No Brasil, todos nascem iguais perante o déficit público. Com uma diferença: 1% vem ao mundo para usufruir, 99% para pagar a conta. Velho lobo de CPIs, o deputado Miro Teixeira (PDT-RJ) voltou à cena na investigação parlamentar do Cachoeiragate. Rende homenagens à minoria concentrando-se naquilo que de fato interessa: a corrupção, sempre presente, e a recuperação do dinheiro roubado, sempre ausente. Do alto dos seus dez mandatos, Miro leciona:

“Eu tenho ido atrás da recuperação do dinheiro porque o inquérito está feito. Precisamos saber, afinal de contas, do que é que precisam o Tribunal de Contas da União e a Controladoria-Geral da União para impedir que essas coisas aconteçam. Por que não pegaram isso? Por que não impediram?”

A CPI, surpreendentemente, logo de início já desencadeou uma série de investigações. A primeira delas a da Delta. Se fosse o fim da CPI, já seria um conhecimento tremendo para ajudar o país a conduzir novas investigações e punir essas pessoas. Mas eu creio que perseguir o caminho do dinheiro e retomar o dinheiro vai ser inédito.”

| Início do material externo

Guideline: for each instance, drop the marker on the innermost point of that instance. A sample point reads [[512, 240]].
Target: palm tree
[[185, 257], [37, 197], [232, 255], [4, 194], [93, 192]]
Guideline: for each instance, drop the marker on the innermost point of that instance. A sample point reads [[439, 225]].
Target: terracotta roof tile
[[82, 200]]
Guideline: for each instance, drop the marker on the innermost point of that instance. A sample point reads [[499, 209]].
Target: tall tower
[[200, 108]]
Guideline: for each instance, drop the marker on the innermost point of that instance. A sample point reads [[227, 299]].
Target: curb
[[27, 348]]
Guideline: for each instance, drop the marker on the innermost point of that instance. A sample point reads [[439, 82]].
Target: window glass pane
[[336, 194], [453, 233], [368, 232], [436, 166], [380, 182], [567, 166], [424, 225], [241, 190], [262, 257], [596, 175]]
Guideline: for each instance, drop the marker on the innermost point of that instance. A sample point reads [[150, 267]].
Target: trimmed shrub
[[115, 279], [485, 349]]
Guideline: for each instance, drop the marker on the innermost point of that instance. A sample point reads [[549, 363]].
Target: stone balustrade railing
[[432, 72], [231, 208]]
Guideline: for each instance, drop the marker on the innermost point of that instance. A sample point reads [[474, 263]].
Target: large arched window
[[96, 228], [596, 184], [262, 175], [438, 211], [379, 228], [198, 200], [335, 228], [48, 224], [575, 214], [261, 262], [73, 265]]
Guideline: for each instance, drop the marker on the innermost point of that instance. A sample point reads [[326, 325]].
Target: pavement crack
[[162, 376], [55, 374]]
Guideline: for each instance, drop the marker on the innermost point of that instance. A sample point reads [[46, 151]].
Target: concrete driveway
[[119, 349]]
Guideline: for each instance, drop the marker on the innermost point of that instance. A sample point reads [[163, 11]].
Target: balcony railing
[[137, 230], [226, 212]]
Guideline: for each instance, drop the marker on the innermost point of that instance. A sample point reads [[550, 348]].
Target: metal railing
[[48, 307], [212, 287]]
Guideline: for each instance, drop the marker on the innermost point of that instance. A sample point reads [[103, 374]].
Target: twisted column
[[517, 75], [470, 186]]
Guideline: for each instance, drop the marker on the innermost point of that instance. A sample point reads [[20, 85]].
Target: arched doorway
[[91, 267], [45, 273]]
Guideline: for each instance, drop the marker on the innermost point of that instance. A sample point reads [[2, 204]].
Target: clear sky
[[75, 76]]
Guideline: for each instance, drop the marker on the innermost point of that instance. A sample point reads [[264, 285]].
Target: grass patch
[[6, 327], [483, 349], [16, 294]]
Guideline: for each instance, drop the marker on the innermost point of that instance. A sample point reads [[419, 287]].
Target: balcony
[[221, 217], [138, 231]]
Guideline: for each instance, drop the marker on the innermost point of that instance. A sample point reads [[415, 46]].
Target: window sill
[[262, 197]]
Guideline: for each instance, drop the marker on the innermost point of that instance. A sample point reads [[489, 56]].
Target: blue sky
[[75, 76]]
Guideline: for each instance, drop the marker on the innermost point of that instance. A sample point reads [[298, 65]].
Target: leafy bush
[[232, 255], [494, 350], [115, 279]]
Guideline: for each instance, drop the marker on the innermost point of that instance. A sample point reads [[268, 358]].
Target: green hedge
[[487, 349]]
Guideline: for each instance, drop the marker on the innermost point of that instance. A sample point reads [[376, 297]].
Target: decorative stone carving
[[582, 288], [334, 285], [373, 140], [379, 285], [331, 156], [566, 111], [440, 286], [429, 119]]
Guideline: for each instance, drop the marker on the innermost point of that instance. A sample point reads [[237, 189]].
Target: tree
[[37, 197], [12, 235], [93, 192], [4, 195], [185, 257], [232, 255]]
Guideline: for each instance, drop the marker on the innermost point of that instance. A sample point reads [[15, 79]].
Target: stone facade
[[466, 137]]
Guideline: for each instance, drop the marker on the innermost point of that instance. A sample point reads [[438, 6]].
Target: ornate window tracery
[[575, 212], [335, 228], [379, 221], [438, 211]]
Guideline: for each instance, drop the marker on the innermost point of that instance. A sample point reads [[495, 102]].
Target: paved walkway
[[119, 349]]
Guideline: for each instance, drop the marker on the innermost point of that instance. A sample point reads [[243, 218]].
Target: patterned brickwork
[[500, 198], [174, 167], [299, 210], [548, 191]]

A longevida política, como se vê, não privou Miro do otimismo. Pode parecer paradoxal. Mas não há mesmo motivo para pessimismo. O orçamento público está cheio de buracos. Certos Demóstenes viram ex-Demóstenes em pleno vôo. Um tal de Carlinhos faz o todo mundo ter saudades do tempo em que Cachoeira era apenas uma queda d’água. Quer dizer: o Brasil virou um pedaço do mapa ideal para construir um país inteiramente novo. Caos não falta.


3 comentários

  1. Parreiras Rodrigues
    domingo, 13 de maio de 2012 – 17:35 hs

    Questão de valores:

    Ao ladrão do dinheiro público, não lhe interessa o que se passa em volta da esposa quando ela vai ao salão, à academia, ao shopping, nem ao filho quando vai à escola, à praia.

    E ela, a mulher, ele, o filho, será que se importam quando ouve cochichos sobre a origem do carro importado, do tênis ídem?

    E nem liga se, ministro, perde o cargo por causa do desvio.
    A exoneração não implica na obrigatoriedade da devolução do dinheiro garfeado.

    E, se no pior das hipóteses, preso, calcula que vale a pena passar uns poucos anos engradado, para, solto, usufruir as regalias do afano.

    A corrupção, quando impune, vale a pena…

  2. SERGIO SILVESTRE
    domingo, 13 de maio de 2012 – 20:05 hs

    O Miro teixeira é um dos raros bons politicos.
    Nã sau longa vida de politico,nunca se ouviu ninguem dizer nada contra sua pessoa.
    Então… quando sai alguma coisa em qualquer orgão escrito
    é fumaça e tem fogo.
    Agora recuperar dinheiro?
    Quem recupera dinheirode politico que rouba é advogado,
    Metade vai para a irmandade,metade fica com o delinquente.

  3. Cap. Nascimento
    segunda-feira, 14 de maio de 2012 – 9:03 hs

    O Miro está certíssimo!!! Queremos o dinheiro de volta, com juros e correção monetária.